The 1981 Black Cat edition of Jack Kerouac’s The Subterraneans featured a high-contrast black-and-white cover image offset by highlighter-yellow and green type. Beneath the title, bodies crowded together, suggesting a cellar-like setting.

I read on.

“Do you know this girl, the dark one?”


“That’s her name?”

The exchange both gave me pause and nudged me forward.

I had gone a round with Kerouac. I knew about the impact of his work. A few years before, I had visited my local library looking for On the Road. One copy remained. The others, the librarian speculated, had likely been filched, a testament to the book’s general scofflaw message.

I snatched it up. I don’t recall where I hit the brakes, but I do remember why. I couldn’t get past the mile-a-minute carnival show that was Dean Moriarty—the exclamations, the tumbling headlong after “chicks” and “kicks.” It wasn’t for me—wasn’t meant for me.

I might have returned it early.

This book, this tone, was casting a different spell.

This article appears in Issue 23 of Alta Journal.

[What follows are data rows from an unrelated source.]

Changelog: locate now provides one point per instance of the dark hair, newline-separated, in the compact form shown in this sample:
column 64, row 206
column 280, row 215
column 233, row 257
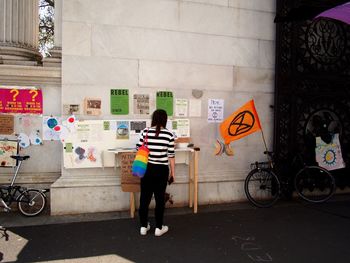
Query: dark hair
column 159, row 119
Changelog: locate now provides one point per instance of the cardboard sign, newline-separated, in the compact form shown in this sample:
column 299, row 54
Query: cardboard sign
column 21, row 100
column 129, row 182
column 6, row 124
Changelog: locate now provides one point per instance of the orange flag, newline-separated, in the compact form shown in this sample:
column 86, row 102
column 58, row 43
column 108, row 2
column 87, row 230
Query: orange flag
column 242, row 122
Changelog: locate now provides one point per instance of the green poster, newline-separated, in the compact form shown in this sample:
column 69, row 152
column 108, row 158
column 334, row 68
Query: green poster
column 119, row 101
column 69, row 147
column 165, row 101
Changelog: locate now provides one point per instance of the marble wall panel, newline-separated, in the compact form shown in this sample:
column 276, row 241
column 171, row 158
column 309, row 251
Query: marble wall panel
column 253, row 79
column 255, row 24
column 169, row 46
column 262, row 5
column 208, row 2
column 76, row 39
column 182, row 75
column 208, row 19
column 266, row 54
column 134, row 13
column 102, row 71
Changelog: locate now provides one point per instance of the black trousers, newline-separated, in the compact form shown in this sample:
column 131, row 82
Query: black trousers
column 154, row 182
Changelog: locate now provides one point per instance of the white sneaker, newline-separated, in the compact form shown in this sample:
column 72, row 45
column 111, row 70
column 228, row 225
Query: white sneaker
column 161, row 231
column 143, row 230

By the second page, Kerouac reveals that the book’s beguiling central character, Mardou, is “a Negro.” That ignites a flare of ambivalence in the novel’s narrator, Leo Percepied—Kerouac’s thinly veiled fictional persona—who is a self-described “Canuck.” Mardou is not set dressing. She is standing in the “warm summernight” trading questions, theories, poetry. She is vivid, even in her muted affect and cool tones. She becomes, in a lightning-strike moment, this “unself-confident man” ’s object of desire. A muse. And, looking back, she becomes mine, too.

While Mardou was not a figure I expected to find in Kerouac, neither was she someone I had encountered in other fiction—a woman of color as compelling counterculture figure, self-scripting a sometimes-messy version of independence. She was my way in—to Kerouac and to something beyond.

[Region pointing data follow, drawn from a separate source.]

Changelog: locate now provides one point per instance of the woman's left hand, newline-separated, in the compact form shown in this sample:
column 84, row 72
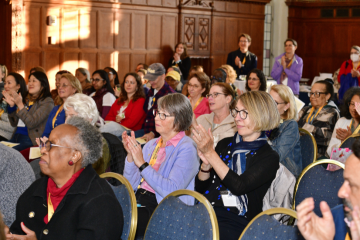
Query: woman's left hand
column 30, row 235
column 135, row 149
column 204, row 140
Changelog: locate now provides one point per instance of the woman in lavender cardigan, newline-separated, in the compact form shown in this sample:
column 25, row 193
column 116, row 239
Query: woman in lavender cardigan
column 165, row 164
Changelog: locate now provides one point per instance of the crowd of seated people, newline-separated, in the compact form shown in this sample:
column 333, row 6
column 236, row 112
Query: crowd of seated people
column 202, row 133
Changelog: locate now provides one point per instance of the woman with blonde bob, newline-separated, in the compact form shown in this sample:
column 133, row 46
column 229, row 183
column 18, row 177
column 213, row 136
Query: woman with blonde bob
column 286, row 138
column 236, row 175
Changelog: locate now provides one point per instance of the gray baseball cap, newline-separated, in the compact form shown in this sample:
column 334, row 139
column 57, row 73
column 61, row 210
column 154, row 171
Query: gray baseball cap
column 154, row 71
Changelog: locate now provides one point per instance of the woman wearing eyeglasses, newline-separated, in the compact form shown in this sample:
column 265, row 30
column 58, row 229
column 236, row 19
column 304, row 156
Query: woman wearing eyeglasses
column 255, row 81
column 285, row 139
column 319, row 118
column 349, row 123
column 236, row 175
column 103, row 94
column 198, row 88
column 165, row 164
column 127, row 111
column 221, row 98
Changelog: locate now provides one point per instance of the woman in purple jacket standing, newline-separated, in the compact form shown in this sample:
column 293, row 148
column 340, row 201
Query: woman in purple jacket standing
column 165, row 164
column 287, row 69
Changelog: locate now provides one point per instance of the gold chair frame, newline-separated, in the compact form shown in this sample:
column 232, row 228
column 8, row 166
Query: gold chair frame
column 354, row 135
column 328, row 161
column 301, row 130
column 269, row 212
column 200, row 198
column 134, row 216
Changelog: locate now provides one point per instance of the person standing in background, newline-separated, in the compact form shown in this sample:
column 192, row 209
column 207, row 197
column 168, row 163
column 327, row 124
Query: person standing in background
column 242, row 60
column 287, row 69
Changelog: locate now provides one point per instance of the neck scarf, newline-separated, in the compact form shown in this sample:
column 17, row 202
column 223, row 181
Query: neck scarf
column 238, row 162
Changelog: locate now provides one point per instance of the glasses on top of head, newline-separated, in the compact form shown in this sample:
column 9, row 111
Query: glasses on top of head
column 96, row 79
column 242, row 113
column 162, row 116
column 48, row 145
column 316, row 94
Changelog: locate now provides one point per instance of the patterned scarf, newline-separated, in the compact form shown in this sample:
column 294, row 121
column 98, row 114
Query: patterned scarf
column 238, row 163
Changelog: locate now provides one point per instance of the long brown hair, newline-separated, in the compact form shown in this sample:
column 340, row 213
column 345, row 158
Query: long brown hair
column 139, row 92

alene lee, illustration, james ransome
James Ransome

The Subterraneans recounts the brief love affair between Mardou and Leo. Kerouac boasted he’d written it in three days and nights, during the fall of 1953, on a Benzedrine high. It wasn’t the romance that pulled me in; it was the milieu and mood. The blasting bebop, the boisterous bars, the breathless conversations expanding deep into the night—and here was a woman, Black and Native, centered in the narrative: a key figure, the prize lost.

Those early, drifty pages make for a magnificent montage: I could hear Sarah Vaughan, Gerry Mulligan, and Charlie Parker through a scrim of warm radio static and eavesdrop on the ragtag revelers discussing the same poetry I was studying. The backdrop was San Francisco’s North Beach—a location already magic in my mind. Even though nothing was happening, paragraph to paragraph, everything seemed about to.

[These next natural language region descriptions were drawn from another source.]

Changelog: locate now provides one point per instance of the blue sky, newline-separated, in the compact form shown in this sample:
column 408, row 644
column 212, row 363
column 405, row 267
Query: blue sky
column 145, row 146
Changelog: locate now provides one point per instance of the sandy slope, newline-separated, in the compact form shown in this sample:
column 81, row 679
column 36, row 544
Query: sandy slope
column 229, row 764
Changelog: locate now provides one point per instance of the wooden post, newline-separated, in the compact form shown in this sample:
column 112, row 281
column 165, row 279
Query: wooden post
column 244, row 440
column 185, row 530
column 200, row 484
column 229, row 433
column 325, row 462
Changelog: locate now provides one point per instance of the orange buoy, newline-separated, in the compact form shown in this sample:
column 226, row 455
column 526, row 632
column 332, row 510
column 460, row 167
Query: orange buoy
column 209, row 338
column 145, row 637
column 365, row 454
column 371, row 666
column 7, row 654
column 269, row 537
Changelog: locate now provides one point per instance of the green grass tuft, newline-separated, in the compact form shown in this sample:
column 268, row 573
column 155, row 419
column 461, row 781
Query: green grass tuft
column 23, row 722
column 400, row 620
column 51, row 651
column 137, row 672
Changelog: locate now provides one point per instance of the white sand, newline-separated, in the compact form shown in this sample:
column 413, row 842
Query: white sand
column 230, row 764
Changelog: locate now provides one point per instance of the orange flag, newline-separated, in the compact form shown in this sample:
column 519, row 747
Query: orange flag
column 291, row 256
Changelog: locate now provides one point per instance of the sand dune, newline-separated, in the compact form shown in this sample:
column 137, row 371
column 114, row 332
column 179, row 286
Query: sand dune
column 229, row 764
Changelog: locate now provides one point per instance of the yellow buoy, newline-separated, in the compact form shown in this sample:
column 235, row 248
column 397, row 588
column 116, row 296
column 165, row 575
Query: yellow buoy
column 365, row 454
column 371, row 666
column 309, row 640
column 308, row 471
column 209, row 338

Then there was the enigmatic Mardou: “She sat in the corner, by the window, she was being ‘separated’ or ‘aloof’ or ‘prepared to cut out from this group’ for her own reasons.—In the corner I…tried silent communication, then quiet words…North Beach words, ‘What are you reading?’ and for the first time she opened her mouth and spoke to me communicating a full thought.”

I snapped the book closed; those subterranean scenes vanished. Our little bookshop began to fill with post-workday customers—attorneys, stockbrokers, film-industry types—looking for thrillers, romances, and diet books. But I’d already gleaned something. That evening, I purchased my first Kerouac. I took it home, absorbed it. It became part of the new library I was building; it became part of my library of self.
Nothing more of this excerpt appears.